Norma Fuentes-Mayorga

Research Topics

My current book titled From Homemakers to Breadwinners to Community Leaders: Migrating Women, Class, and Color compares the immigrant and work integration experience of mothers from Afro-Caribbean and Indigenous ethno-racial minorities from the Dominican Republic and Mexico. It documents the factors that push higher educated women to migrate after joining the middle class.  Many women increasingly lead their migration to New York, unaccompanied by men.  A key finding is that solo migrant women, including single mothers,  may be better matched for the fluctuating and informal conditions of service sector jobs, able to accept live-in jobs or work shifts and functions usually frowned upon by spouses or male partners.  These findings are timely as public officials and scholars once again debate the role of marriage and that of income redistribution as forms of poverty alleviation among immigrants.  Another theme explored in this book -- building on my earlier work -- is how service jobs structure the racial and ethnic stratification of Latino/a immigrants and social mobility of workers. The findings bring new insights on the contributions that Latino immigrants, especially Black and Brown members of the middle class, make to the cultural revival and business development of gentrifying neighborhoods in new and old destinations. 

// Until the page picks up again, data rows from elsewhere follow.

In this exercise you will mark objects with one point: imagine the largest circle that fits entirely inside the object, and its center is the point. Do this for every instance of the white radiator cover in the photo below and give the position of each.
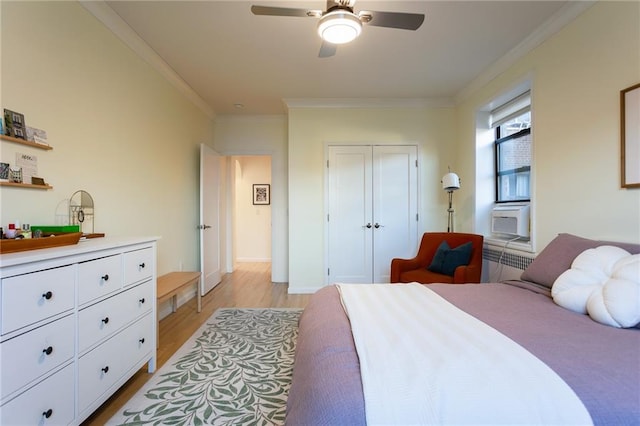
(499, 265)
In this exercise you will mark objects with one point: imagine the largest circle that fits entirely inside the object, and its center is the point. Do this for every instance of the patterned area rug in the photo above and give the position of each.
(236, 369)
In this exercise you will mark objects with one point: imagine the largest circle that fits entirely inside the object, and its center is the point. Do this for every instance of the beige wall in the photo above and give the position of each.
(252, 223)
(576, 79)
(119, 130)
(312, 129)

Currently, I am completing follow-up field work, which includes longitudinal ethnographies of families and neighborhoods in  the cities of Amsterdam/NL and New York/US. The work will inform the writing of a second book project comparing the immigration and educational mobility of Moroccan and Dominican mothers and their daughters in Amsterdam and New York City and how a new digital economy and the internet complicate their life chances across national contexts. 


A second, on-going, longitudinal research project, funded by the Russell Sage Foundation and the Social Sciences Research Council, and by a few PSC CUNY Faculty Grants, documents the new forms of inequalities that Latino families and their school youth experience in households with mixed immigrant status during the Covid-19 pandemic.  I am working with Dr. Yana Kucheva, my co-PI and collaborator, on two papers, drawing on mixed research methods, including  longitudinal surveys, in-depth interviews, and ethnographies.  One of these papers, which I am leading, documents the resources of the undocumented, understanding the factors that have allowed these families to survive or lower the risk of dying during the pandemic.  We are collaborating with the Mexican Coalition of New York, a local non-profit in the Bronx servicing the large immigrant community.